Figure 10.4 indicates that the content damage probabilities are assumed to be represented by three different damage states (slight, light and moderate) when the building sheltering the content does not suffer any structural damage (i.e., when only a limited nonstructural damage is observed in the architectural and mechanical/electrical building components). Note that the approach primarily rates the slight content damage, which is followed by the light and moderate damages associated with very small probabilities. When the building suffers from moderate structural damage (Fig. 10.5), the content damage probabilities are represented by all five states and the proposed approach apriori prefers moderate content damage and then rates the occurrence probability of heavy content damage more than the other three damage states (slight, light and very heavy). Note that the likelihood of very heavy content damage is more than the slight content damage prorating the existence of fragile content in the residential buildings. Upon very severe structural damage (Fig. 10.6), the approach almost exclusively favors very have content damage, practically advocating its full replacement. As a final remark, the sampling should be tailored such that given building damage state, the assigned content damage probabilities should sum up to unity at every sampling.

10.2.3 Case Studies on Developed Content Fragilities

Figures 10.7 and 10.8 show a case on the implementation of the proposed approach. The case study develops content fragilities for a mid-rise reinforced concrete (RC) moment-resisting frame (MRF) residential building, representative of its class, in Turkey. The building damage state probabilities presented in Fig. 10.7 are generated from the fragility study conducted for the Turkish Catastrophe Insurance Pool (TCIP) to revise the compulsory earthquake premiums of residential buildings in Turkey (TDV 2018). The fragility study compiled the reliable fragility models that are representatives of residential buildings in Turkey to develop homogenized fragility models in terms of construction date (No-code -pre1976-, Low-code -1976 to 2000- and High-code -post2000) and story number (Low-rise –≤ 3-story, Mid-rise –4 to 9 story, and High-rise –9 to 19 story). The fragilities are developed as functions of modified Mercalli Intensity (MMI) scale because some of the fragility models compiled during the fragility study were developed from on-site damage observations after the earthquakes.
Fig. 10.7

Populated damage probabilities at different states for mid-rise (4 to 9 story) reinforced concrete residential building class in Turkey built after 2000 (considered as high-code)

Fig. 10.8

Content damage probabilities at different states for mid-rise, high-code residential building class (see Fig. 10.7) in Turkey

The sampled building damage probabilities presented in Fig. 10.7 account for the variability at each damage state due to:
  1. a.

    uncertainty in the damage state threshold by different studies,

  2. b.

    variability in the modeling aspects of the buildings and,

  3. c.

    variability in building response due to intricate nature of earthquake ground-motion records.


For this reason, the Monte Carlo sampling results in bands of probabilities given a specific MMI value.
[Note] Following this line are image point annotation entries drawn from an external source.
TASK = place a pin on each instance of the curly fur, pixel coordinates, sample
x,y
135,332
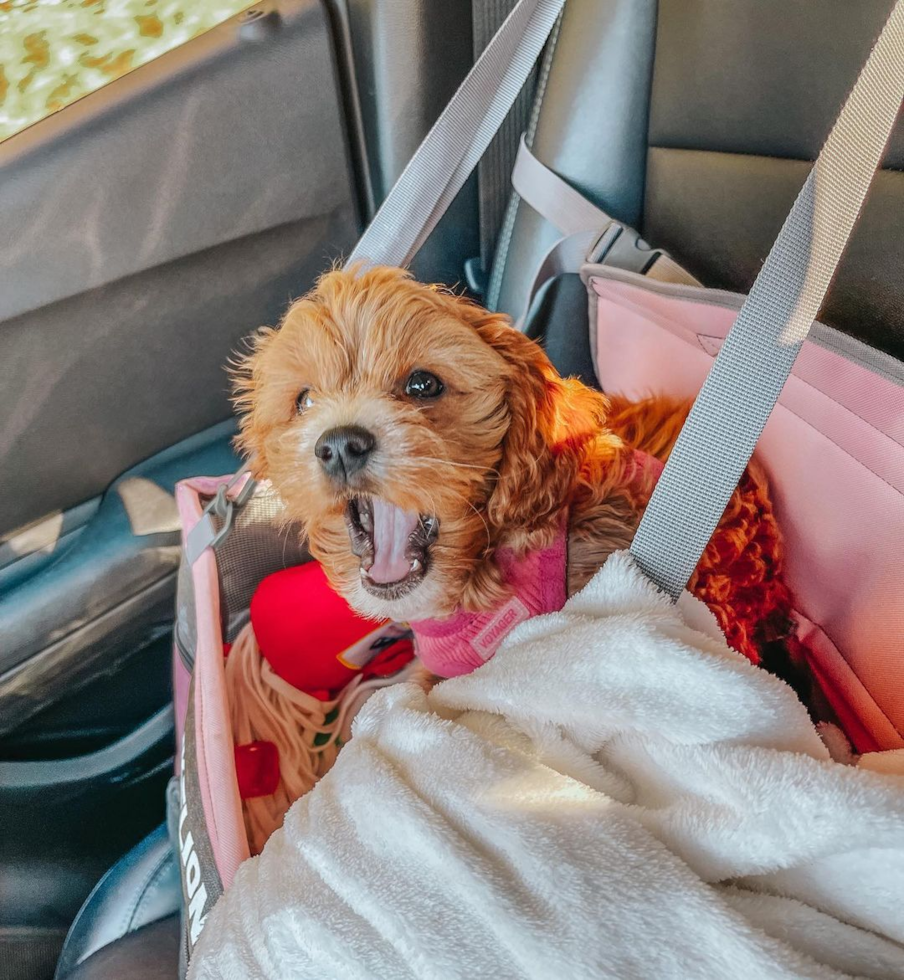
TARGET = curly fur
x,y
498,457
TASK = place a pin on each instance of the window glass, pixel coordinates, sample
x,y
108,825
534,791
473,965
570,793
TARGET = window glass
x,y
52,52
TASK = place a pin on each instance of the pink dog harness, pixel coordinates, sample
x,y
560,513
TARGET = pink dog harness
x,y
464,641
459,644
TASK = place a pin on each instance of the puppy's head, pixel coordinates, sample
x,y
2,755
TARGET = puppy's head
x,y
412,433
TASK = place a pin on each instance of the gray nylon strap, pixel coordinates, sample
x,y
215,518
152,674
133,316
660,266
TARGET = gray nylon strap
x,y
494,170
583,225
554,198
455,144
747,377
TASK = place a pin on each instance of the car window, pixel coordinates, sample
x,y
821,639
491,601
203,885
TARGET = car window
x,y
52,53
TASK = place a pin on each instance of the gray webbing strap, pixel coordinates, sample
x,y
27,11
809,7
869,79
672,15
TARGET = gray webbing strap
x,y
494,170
747,377
452,148
588,233
554,198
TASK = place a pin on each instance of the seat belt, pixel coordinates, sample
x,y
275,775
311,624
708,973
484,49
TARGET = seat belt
x,y
750,371
429,183
494,170
458,139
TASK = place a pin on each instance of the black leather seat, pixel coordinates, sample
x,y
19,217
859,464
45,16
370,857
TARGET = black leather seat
x,y
693,122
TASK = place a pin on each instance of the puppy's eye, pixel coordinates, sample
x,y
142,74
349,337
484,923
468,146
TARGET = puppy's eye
x,y
423,384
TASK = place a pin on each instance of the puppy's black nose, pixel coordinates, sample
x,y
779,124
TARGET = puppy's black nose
x,y
344,450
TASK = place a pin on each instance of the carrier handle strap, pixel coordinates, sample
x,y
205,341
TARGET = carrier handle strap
x,y
747,377
458,139
589,234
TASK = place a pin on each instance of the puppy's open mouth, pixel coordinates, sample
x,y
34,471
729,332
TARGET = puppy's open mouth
x,y
393,545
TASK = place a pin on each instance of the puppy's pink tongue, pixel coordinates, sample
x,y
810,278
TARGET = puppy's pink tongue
x,y
392,529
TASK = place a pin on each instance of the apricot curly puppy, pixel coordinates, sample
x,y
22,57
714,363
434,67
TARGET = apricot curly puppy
x,y
426,445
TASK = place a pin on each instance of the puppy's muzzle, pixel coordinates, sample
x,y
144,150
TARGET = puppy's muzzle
x,y
344,451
The upper and lower end of the bands, hence the damage probabilities, overlap each other due to excessive variability in the fragilities at each damage state.
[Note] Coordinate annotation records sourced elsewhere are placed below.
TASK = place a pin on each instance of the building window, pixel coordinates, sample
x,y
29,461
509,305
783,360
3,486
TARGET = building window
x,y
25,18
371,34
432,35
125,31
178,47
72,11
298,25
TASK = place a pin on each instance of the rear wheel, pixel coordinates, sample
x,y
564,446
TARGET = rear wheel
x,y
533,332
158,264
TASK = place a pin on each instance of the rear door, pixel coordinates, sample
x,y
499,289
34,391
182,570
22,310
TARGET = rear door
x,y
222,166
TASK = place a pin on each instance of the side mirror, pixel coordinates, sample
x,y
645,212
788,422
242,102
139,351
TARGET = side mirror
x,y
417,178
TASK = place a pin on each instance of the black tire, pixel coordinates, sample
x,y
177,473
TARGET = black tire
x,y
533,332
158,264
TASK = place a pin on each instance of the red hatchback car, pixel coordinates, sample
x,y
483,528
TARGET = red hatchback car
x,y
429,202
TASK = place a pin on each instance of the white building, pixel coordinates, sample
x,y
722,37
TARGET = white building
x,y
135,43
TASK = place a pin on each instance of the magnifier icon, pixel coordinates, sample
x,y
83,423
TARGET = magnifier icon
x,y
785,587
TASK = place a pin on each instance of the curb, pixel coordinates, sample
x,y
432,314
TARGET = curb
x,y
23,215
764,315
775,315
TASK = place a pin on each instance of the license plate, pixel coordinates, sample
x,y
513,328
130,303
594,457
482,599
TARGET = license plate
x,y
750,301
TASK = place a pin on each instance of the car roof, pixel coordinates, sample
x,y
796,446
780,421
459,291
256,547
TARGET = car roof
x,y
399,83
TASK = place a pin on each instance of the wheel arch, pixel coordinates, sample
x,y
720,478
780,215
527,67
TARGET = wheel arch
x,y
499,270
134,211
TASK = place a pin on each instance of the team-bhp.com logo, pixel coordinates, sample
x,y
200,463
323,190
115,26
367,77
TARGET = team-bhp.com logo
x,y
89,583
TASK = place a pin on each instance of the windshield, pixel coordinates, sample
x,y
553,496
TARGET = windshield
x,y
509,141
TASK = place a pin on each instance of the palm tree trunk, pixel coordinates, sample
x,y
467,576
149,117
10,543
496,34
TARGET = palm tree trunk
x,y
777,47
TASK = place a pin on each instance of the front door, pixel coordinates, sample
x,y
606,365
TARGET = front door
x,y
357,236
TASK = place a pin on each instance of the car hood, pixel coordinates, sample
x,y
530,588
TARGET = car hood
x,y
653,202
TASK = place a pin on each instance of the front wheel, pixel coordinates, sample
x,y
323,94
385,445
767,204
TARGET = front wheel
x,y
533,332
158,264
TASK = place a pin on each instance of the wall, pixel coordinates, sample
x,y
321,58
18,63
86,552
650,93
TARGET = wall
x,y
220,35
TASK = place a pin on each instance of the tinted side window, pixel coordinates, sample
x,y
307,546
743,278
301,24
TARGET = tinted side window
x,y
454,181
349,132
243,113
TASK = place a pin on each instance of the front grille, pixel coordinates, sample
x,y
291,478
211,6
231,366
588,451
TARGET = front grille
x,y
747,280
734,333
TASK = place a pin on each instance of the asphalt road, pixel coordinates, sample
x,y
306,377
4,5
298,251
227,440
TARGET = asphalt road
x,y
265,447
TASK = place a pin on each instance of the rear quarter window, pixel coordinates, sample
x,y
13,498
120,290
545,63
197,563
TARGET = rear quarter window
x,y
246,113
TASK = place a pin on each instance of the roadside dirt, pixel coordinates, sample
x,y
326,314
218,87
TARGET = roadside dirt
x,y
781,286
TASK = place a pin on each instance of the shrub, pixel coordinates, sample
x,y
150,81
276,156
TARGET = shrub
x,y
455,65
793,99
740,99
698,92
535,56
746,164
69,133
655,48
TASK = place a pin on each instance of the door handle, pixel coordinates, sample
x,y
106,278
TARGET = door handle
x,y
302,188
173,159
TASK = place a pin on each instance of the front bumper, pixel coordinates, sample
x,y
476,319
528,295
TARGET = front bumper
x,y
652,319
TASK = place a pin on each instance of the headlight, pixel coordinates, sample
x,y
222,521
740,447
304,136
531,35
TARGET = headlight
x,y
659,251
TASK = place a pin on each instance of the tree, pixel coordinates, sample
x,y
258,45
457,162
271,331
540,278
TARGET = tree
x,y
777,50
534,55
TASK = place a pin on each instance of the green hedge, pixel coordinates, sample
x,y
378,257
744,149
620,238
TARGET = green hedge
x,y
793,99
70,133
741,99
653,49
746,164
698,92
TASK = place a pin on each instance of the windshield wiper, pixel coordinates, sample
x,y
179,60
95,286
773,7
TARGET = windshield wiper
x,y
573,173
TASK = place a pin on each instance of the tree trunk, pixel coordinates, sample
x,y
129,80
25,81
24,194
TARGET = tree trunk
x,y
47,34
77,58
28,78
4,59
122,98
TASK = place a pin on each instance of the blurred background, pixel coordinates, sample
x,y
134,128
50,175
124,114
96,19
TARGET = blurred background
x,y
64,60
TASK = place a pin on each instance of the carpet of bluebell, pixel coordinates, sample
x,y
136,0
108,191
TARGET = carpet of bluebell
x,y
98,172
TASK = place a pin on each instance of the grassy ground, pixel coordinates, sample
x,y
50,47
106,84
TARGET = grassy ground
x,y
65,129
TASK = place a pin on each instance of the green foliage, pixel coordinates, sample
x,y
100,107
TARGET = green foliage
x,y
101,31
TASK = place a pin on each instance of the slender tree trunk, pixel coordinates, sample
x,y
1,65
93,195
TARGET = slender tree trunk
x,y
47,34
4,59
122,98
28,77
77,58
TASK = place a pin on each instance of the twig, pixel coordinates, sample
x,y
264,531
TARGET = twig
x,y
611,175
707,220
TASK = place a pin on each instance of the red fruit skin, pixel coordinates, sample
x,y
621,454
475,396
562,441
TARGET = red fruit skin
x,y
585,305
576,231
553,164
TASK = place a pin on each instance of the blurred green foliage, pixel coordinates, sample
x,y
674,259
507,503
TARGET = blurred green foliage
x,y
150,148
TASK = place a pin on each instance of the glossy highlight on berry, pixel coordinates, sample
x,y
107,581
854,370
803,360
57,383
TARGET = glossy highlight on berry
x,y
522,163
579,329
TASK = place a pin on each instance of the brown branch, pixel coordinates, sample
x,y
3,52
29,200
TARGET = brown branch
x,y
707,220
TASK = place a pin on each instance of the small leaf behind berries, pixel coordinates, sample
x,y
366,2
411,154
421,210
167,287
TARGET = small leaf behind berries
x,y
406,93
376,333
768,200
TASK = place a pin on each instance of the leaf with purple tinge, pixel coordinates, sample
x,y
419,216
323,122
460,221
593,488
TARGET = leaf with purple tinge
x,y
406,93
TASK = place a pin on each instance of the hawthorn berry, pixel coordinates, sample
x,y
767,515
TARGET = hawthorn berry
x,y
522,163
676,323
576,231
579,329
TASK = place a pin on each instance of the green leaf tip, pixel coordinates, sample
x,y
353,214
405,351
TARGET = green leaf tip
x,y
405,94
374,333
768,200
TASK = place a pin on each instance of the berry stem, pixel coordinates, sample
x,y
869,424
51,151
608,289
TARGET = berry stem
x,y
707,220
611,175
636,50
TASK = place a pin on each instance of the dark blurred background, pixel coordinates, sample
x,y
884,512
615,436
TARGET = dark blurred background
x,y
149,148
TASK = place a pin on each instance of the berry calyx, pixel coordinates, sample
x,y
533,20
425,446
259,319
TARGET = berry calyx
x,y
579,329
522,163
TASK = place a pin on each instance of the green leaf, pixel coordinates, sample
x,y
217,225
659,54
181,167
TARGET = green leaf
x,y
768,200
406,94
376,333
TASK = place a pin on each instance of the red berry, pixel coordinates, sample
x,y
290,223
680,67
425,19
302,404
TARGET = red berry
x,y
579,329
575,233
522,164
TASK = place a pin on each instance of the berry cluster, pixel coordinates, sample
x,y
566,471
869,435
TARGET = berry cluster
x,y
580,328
Figure 10.8 shows the content fragilities for the same residential building class after implementing Eq. (10.3). The conditional content probabilities conditioned on different building damage states and the building damage probabilities are populated as described in the above paragraphs. They are presented in Figs. 10.4, 10.5, 10.6 and 10.7. To this end, the resulting content fragilities account for the model uncertainty due to building response and content damageability associated with differences in the residential equipment, their locations, placements and etc. That’s why the overlapping of damage probabilities at different content damage states are increased with respect to those presented for the buildings (Fig. 10.7).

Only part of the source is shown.